Commissioners make a flawed case against it

In a March 12 commentary, the commissioners of the Minnesota departments of Health, Human Services and Public Safety (Ed Ehlinger, Lucinda Jesson and Mona Dohman, respectively) cite the need for more research on medical marijuana, but they curiously leave out the reason such research is impossible: Marijuana is classified as a Schedule I narcotic. This puts it on the same list as heroin and ties the hands of researchers who do want to quantify and validate the overwhelming anecdotal evidence the authors deem unworthy of consideration.

If the authors truly want more research, they should lobby to have marijuana re-listed as Schedule II rather than asking for something that can’t happen under the current paradigm. I understand why regulators want to move with caution, but to leave out this crucial information is breathtakingly dishonest.

Allyson Childress, Minneapolis

• • •

The three commissioners begin their commentary with the pronouncement that they “know how difficult it can be to watch a loved one struggle with major illness or chronic pain.” I do not know their experiences, but obviously, they don’t know mine.

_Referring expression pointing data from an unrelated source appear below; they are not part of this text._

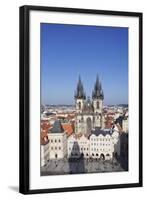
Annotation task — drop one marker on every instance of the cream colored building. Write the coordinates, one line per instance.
(57, 142)
(78, 146)
(44, 153)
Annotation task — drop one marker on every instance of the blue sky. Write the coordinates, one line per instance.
(68, 51)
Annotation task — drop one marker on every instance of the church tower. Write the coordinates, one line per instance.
(79, 96)
(98, 96)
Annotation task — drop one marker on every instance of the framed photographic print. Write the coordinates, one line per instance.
(80, 99)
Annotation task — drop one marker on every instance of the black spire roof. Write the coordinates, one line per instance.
(57, 127)
(97, 92)
(79, 93)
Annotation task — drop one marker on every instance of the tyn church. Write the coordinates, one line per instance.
(88, 113)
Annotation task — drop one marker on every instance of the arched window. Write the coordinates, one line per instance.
(97, 105)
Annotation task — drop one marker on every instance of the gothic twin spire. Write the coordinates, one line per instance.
(97, 92)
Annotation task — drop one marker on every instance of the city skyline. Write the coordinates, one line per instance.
(68, 51)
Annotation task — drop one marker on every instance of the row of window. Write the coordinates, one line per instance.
(97, 155)
(55, 148)
(94, 149)
(76, 149)
(100, 139)
(100, 144)
(51, 141)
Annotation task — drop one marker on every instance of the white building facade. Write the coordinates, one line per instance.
(57, 142)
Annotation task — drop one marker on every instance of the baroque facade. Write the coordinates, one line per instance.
(88, 113)
(90, 139)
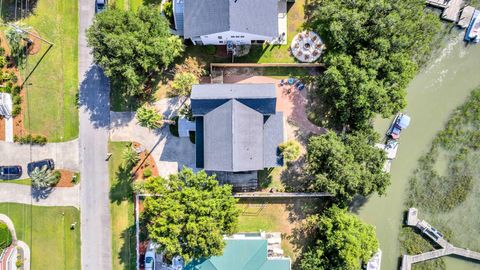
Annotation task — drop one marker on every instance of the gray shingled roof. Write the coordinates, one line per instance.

They write that they “appreciate the commitment with which families search for effective treatments.” Obviously, they don’t.

People in crisis suffering from disabling illness and pain know better. As patients, we search for anything that works, regardless of these three bureaucrats’ protestations about “efficacy, effective safeguards, side effects and other factors.”

Most patients and their caregivers know about black-box-labeled medications for illnesses such as multiple sclerosis. How many MS patients like me have used Copaxone, Betaseron or Tysabri, to name just a few? The answer is: almost all. So why would patients eagerly submit to drugs that cost tens of thousands of dollars a year and carry these warnings? Because they don’t care about efficacy, safeguards, side effects and other factors. These are last-ditch efforts — no guarantees, only risks and hopes.

So to Ed, Lucinda and Mona: When you decide to use your influence as leaders to protect and improve the quality of life of people with disabling illness and pain by encouraging the use of medical marijuana for a set of prescribed illnesses, I will retract my stated opinion. Until then, obviously, you don’t know.

John Stehly, Minneapolis

• • •

To paraphrase a passage from the commissioners’ commentary, let’s have a little word game and see where it goes.


While the benefits of alcohol are poorly documented, there’s no shortage of evidence regarding its negative effects on individuals and communities. For example:

• Alcohol can disrupt learning and impair memory;

• Alcohol can exacerbate mental illness;

• Alcohol use during pregnancy can harm a baby’s brain development;

• Alcohol can impair drivers, causing automobile crashes that kill or injure innocent people;

• Alcohol is addictive; 1 in 6 of those who start using in their teens develop dependency.


OK, I didn’t match all the bullet points (two were questionable), but clearly we should make alcohol illegal. Oh, wait a minute — we tried that, and it didn’t work.

Charles Nichols, Brooklyn Center



Poke fun if you’d like, but it’s important

Well, I wonder how ol’ Charlie Schmidt of Orrock Township would feel if his electrical service went down (“Yah, by golly, broadband’s a boondoggle,” March 13)? I hope he has enough kerosene for his lanterns and oil for his stove. Remember when rural electrification came in? In this century, the spread of a high-speed Internet is just as necessary as was electricity in a previous century. For economic development of good-paying jobs in rural Minnesota — which will help keep local taxes low — a public-private cooperative buildout of fiber-optic high-speed and high-capacity Internet is vital.